About the Lorentz transformation in Spacetime and Geometry

Question

In Spacetime and Geometry by Sean Carroll, page 18, he said

"We will therefore introduce a somewhat subtle notation, by using the same symbol for both matrices, just with primed and unprimed indices switched. That is, the Lorentz transformation specified by ${\Lambda^{\mu '}}_{\nu}$ has an inverse transformation written as ${\Lambda^{\rho }}_{\sigma'}$. Operationally this implies ${\Lambda^{\mu }}_{\nu'}{\Lambda^{\nu '}}_{\rho}=\delta^{\mu}_{\rho}.$"

I have systematically learned about special relativity before and this really confuses me.
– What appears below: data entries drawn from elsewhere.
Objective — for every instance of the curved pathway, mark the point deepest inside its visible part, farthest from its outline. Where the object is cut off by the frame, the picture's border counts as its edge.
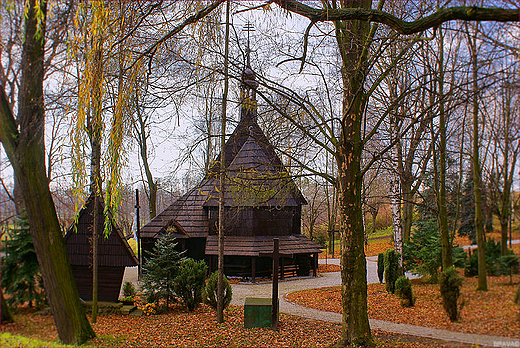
(243, 290)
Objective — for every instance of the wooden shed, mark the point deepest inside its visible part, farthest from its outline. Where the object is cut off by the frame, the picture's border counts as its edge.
(261, 202)
(114, 254)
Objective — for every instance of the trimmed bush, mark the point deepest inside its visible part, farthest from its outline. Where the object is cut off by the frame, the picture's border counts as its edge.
(380, 266)
(495, 263)
(190, 282)
(160, 270)
(403, 290)
(391, 270)
(450, 283)
(423, 253)
(210, 293)
(128, 289)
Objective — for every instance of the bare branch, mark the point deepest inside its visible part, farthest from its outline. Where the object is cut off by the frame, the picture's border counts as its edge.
(466, 13)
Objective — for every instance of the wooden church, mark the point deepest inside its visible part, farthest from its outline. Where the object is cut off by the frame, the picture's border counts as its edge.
(261, 202)
(114, 254)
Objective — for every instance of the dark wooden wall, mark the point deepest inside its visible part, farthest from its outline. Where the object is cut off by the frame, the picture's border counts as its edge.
(262, 221)
(109, 282)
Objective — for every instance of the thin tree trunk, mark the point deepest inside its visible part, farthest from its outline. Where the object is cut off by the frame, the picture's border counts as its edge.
(408, 205)
(505, 213)
(7, 317)
(222, 177)
(95, 127)
(442, 217)
(143, 147)
(26, 153)
(482, 276)
(352, 38)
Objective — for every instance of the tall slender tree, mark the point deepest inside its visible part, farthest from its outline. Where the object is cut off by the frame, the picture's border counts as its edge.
(222, 176)
(25, 149)
(354, 36)
(477, 171)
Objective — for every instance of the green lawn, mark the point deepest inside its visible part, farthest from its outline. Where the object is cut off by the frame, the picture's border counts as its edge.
(9, 340)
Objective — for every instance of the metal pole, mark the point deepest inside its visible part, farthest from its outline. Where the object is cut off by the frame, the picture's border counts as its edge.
(274, 304)
(138, 234)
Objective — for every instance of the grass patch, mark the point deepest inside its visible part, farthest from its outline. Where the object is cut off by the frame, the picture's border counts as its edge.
(10, 340)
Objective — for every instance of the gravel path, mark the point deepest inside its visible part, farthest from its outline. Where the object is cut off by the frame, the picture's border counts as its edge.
(243, 290)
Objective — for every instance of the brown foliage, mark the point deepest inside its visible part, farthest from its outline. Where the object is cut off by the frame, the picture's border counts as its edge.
(485, 312)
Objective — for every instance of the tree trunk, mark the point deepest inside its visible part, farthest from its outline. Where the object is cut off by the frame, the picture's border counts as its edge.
(27, 156)
(222, 177)
(7, 317)
(407, 216)
(479, 226)
(505, 213)
(395, 192)
(95, 128)
(352, 37)
(143, 147)
(442, 217)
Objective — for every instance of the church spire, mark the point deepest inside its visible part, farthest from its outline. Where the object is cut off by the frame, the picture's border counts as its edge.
(248, 84)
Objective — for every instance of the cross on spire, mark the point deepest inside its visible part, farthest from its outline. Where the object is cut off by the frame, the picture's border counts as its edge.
(248, 27)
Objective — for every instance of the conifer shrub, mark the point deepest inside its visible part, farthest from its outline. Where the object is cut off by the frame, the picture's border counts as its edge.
(496, 264)
(380, 266)
(391, 270)
(403, 290)
(450, 283)
(190, 281)
(422, 254)
(210, 292)
(128, 289)
(160, 270)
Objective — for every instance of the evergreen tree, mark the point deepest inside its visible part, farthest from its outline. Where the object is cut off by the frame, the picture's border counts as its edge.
(160, 270)
(21, 276)
(190, 281)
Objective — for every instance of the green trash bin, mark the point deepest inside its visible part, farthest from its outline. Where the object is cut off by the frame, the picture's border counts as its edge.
(257, 312)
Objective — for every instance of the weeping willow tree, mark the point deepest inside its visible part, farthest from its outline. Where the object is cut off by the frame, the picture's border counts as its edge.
(24, 145)
(104, 35)
(98, 26)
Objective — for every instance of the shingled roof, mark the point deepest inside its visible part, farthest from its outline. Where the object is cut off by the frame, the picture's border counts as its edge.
(112, 251)
(262, 245)
(256, 177)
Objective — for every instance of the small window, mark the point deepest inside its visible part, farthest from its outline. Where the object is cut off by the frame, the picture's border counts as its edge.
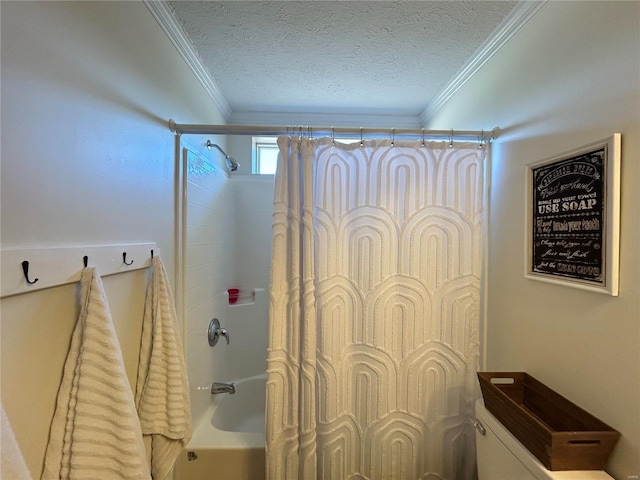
(265, 155)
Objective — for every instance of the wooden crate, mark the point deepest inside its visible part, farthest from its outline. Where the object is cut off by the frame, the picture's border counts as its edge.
(557, 432)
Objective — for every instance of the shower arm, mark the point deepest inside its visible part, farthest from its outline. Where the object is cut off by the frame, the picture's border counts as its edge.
(209, 145)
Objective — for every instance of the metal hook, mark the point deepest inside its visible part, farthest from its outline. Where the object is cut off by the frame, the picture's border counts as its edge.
(124, 259)
(25, 269)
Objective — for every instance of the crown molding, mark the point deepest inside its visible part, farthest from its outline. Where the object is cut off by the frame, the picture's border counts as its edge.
(519, 16)
(325, 119)
(165, 18)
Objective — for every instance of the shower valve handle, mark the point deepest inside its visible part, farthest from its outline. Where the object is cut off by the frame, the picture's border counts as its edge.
(215, 332)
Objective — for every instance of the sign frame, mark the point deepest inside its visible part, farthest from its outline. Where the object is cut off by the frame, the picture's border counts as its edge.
(573, 218)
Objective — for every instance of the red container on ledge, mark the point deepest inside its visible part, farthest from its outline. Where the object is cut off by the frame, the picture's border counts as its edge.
(234, 293)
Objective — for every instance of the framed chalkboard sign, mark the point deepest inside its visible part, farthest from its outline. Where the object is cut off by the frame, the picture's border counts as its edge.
(573, 219)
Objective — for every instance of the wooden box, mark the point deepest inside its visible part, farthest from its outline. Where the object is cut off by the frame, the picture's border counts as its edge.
(558, 433)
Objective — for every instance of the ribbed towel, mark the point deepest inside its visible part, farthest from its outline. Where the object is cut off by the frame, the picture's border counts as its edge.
(13, 464)
(95, 432)
(162, 389)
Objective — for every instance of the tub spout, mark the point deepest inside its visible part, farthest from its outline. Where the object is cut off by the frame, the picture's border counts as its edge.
(218, 387)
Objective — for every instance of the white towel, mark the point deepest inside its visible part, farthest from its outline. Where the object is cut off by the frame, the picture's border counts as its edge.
(162, 389)
(13, 465)
(95, 432)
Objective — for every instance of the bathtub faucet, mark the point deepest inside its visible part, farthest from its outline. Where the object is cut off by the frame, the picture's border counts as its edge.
(218, 387)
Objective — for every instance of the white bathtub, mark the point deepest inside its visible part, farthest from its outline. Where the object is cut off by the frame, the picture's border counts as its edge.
(228, 444)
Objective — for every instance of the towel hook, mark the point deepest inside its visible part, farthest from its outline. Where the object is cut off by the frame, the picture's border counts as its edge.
(124, 259)
(25, 269)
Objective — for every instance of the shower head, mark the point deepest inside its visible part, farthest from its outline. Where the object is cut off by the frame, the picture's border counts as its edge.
(233, 163)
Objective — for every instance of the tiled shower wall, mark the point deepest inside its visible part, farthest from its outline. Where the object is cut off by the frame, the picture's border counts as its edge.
(228, 244)
(208, 268)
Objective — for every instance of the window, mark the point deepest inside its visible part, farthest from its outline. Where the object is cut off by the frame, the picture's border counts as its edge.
(265, 155)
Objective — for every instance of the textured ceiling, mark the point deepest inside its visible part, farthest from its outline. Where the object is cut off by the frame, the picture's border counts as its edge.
(341, 57)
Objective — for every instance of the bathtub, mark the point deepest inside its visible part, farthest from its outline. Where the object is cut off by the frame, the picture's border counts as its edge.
(228, 444)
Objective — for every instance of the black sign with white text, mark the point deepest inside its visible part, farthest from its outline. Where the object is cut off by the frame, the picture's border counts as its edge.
(568, 217)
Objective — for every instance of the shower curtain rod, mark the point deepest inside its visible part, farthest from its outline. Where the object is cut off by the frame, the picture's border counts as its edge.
(482, 136)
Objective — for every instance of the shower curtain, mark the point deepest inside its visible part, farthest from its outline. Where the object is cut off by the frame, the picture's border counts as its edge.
(375, 293)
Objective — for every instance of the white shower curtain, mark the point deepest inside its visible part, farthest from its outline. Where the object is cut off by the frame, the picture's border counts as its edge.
(375, 294)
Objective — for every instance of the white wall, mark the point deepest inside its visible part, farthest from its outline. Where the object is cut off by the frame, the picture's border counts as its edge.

Shouldn't the inverse of Lorentz transformation be like $\Lambda^{-1}=\eta\Lambda^{T}\eta$ ? Is me misunderstanding things or this book defines the inverse transformation in a weird way?

Answer 1

The effect of general coordinate transformation (passive point of view), or diffeomorphism (active point of view) can be written as $$ g^{\mu' \nu'} = \Lambda^{\mu'}_{\;\alpha}\Lambda^{\nu'}_{\;\beta} g^{\alpha\beta} $$ Multiplying left and right hand by $g_{\lambda'\mu'}$ $$ \delta_{\lambda'}^{\;\nu'} = \Lambda_{\lambda'}^{\;\beta} \Lambda^{\nu'}_{\;\beta} $$ So, $$ \Lambda_{\lambda'}^{\;\beta} = \left(\Lambda^{-1}\right)^{\beta}_{\;\lambda'} $$

For the specific case that $\Lambda$ is a Lorentz transformation (which actis on flat spacetime) then $$ g^{\mu' \nu'} = g^{\mu \nu} $$ and we can discard the primes altogether.